Three years, however, passed before he could secure from the Duke of York a release of all his powers of sovereignty over West Jersey, but this was finally accomplished, and soon afterwards he secured from the crown a charter for a great strip of country in that region. Penn named this region “Sylvania,” or “Woodland,” but when the King came to approve the charter, he wrote the name “Penn” before “Sylvania,” and when Penn protested, assured him laughingly that the name was given the country not in his honor but in that of his father, and so it stood.
Penn had been allowed a free hand in shaping the policy of his colony, and forthwith proclaimed such a government as existed nowhere else on earth. Absolute freedom of conscience was guaranteed to everyone; it was declared that governments exist for the sake of the governed, that to reform a criminal is more important than to punish him, that the death penalty should be inflicted only for murder or high treason, and that every man had a right to vote and to hold office. All of which are such matters of course to-day that we can scarcely realize how revolutionary they were two centuries ago.

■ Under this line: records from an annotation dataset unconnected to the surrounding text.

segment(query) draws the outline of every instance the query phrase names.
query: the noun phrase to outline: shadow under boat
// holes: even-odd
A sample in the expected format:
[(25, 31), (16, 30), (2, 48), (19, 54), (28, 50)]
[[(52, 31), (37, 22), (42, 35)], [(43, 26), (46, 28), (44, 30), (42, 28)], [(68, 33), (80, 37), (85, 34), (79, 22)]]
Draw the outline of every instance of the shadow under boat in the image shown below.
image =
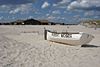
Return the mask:
[(83, 45), (81, 45), (81, 47), (84, 47), (84, 48), (98, 48), (100, 46), (90, 45), (90, 44), (83, 44)]

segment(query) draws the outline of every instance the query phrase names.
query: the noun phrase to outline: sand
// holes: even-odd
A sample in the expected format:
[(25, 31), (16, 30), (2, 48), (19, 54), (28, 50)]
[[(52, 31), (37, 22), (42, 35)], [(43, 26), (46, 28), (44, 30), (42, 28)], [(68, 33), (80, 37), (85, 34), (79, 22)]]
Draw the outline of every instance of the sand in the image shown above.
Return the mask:
[[(94, 35), (82, 46), (44, 40), (43, 29)], [(100, 29), (72, 26), (0, 26), (0, 67), (100, 67)]]

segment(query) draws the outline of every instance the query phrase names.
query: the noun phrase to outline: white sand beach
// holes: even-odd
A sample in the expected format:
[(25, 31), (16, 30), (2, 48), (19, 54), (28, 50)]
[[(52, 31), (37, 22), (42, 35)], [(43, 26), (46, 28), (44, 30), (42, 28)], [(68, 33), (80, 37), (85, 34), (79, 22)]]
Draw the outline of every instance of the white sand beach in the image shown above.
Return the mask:
[[(44, 27), (80, 31), (95, 38), (82, 46), (44, 40)], [(100, 29), (81, 25), (0, 26), (0, 67), (100, 67)]]

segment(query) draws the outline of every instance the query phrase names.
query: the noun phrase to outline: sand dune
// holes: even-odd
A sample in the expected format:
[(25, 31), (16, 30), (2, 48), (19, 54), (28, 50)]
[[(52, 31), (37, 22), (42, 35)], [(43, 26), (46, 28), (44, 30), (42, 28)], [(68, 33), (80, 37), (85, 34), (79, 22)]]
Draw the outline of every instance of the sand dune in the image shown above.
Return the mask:
[[(44, 40), (43, 29), (94, 35), (82, 46)], [(0, 26), (0, 67), (100, 67), (100, 29), (84, 26)]]

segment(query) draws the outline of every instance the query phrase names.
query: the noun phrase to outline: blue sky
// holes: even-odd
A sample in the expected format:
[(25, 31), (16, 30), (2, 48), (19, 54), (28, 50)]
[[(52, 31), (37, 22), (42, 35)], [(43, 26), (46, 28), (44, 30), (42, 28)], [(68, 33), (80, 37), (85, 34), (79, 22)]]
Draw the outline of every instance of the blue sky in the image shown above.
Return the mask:
[(0, 22), (29, 18), (64, 23), (100, 19), (100, 0), (0, 0)]

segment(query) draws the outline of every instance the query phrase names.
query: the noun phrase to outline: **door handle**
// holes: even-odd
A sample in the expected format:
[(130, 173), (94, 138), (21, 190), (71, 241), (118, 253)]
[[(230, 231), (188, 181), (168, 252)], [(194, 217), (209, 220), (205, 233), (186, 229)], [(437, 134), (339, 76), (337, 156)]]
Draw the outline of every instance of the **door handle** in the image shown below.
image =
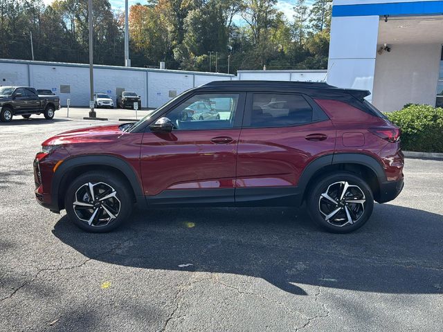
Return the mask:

To all who should come to his colony, Penn offered land at the rate of forty shillings for a hundred acres, and the experiment, denounced at first as visionary and certain of failure, was so successful that within a year, more than three thousand persons had sailed to settle along the Delaware. In the summer of 1682, Penn himself sailed for the New World, and late in the following autumn, at a spot just above the junction of the Schuylkill and Delaware, laid out a city as square and level as a checker-board, and named it Philadelphia, the City of Brotherly Love. Before taking possession of the land, he concluded a treaty with the Delaware Indians, to whom it belonged, “the only treaty,” as Voltaire says, “between savages and Christians that was never sworn to and never broken.” Penn’s stately and distinguished bearing, his affability and kindness of heart, made a deep impression upon the Indians; they always remembered him with trust and affection; and seventy years elapsed before Pennsylvania tasted the horrors of Indian warfare.
The growth of the new city was phenomenal. Settlers came so fast that cabins could not be built for them, and many of them lived for a time in caves along the river. The remainder of Penn’s life was spent for the most part in England, where his interests demanded his presence, but he built a handsome residence in the city which he had founded and lived there at intervals until his death.